The Fifth Circuit Court of Appeals has reinstated a Texas law that makes it a felony punishable by up to 10 years to harbor illegal aliens. The ruling lifted an injunction that had blocked the 2015 law from taking full effect, in a ruling praised by both the state and immigrant advocates.
The law makes it a felony to encourage unauthorized immigrants to enter or remain in the country by concealing, harboring or shielding that person from detection. Two landlords had sued to prevent enforcement arguing that the law was overly broad and could apply to people who rent apartments and homes to undocumented immigrants. Texas argued that the law was intended to apply only to alien smuggling and human trafficking operations. But that wasn’t the way the law was written and – given the near total control of the State by the Red Meat Wing of the Republican Party – it was an open question as to who could be prosecuted.
The Fifth Circuit, in an opinion by Judge Jerry Smith, cleared the air by holding that the law as written does not apply to persons who provide shelter to or conduct business with illegal aliens.

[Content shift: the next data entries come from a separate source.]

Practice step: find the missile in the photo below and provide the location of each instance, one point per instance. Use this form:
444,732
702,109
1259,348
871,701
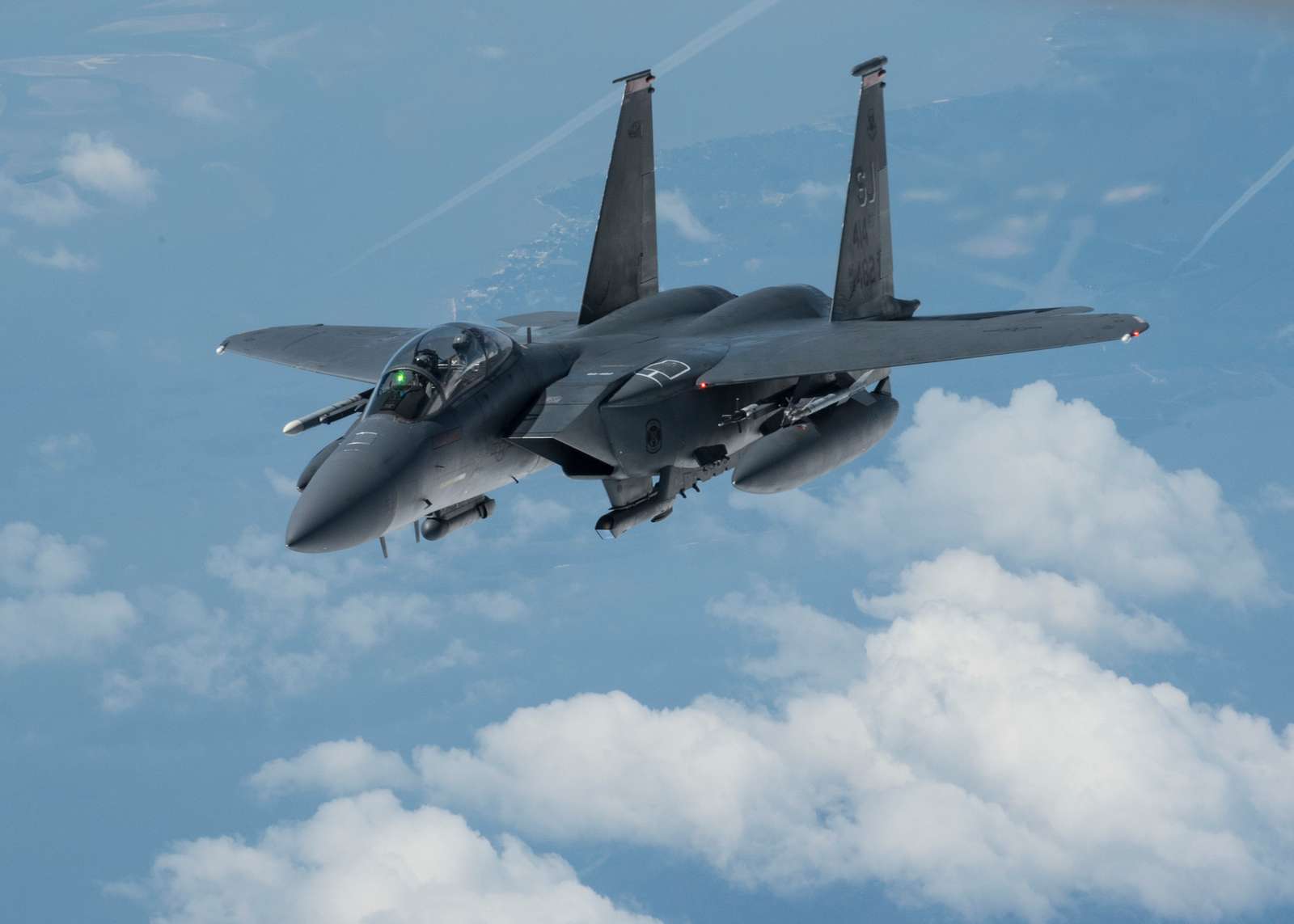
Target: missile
801,452
330,415
439,525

“There is no reasonable interpretation by which merely renting housing or providing social services to an illegal alien constitutes ‘harboring … that person from detection.'”
Thus, landlords and homeless shelters cannot be prosecuted. Here, the Fifth Circuit saved the bacon of the pathetic excuse for an Attorney General that is Ken Paxton by issuing a ruling that saves the statute but likely does not accomplish what the Tea Party dominated State House really wanted.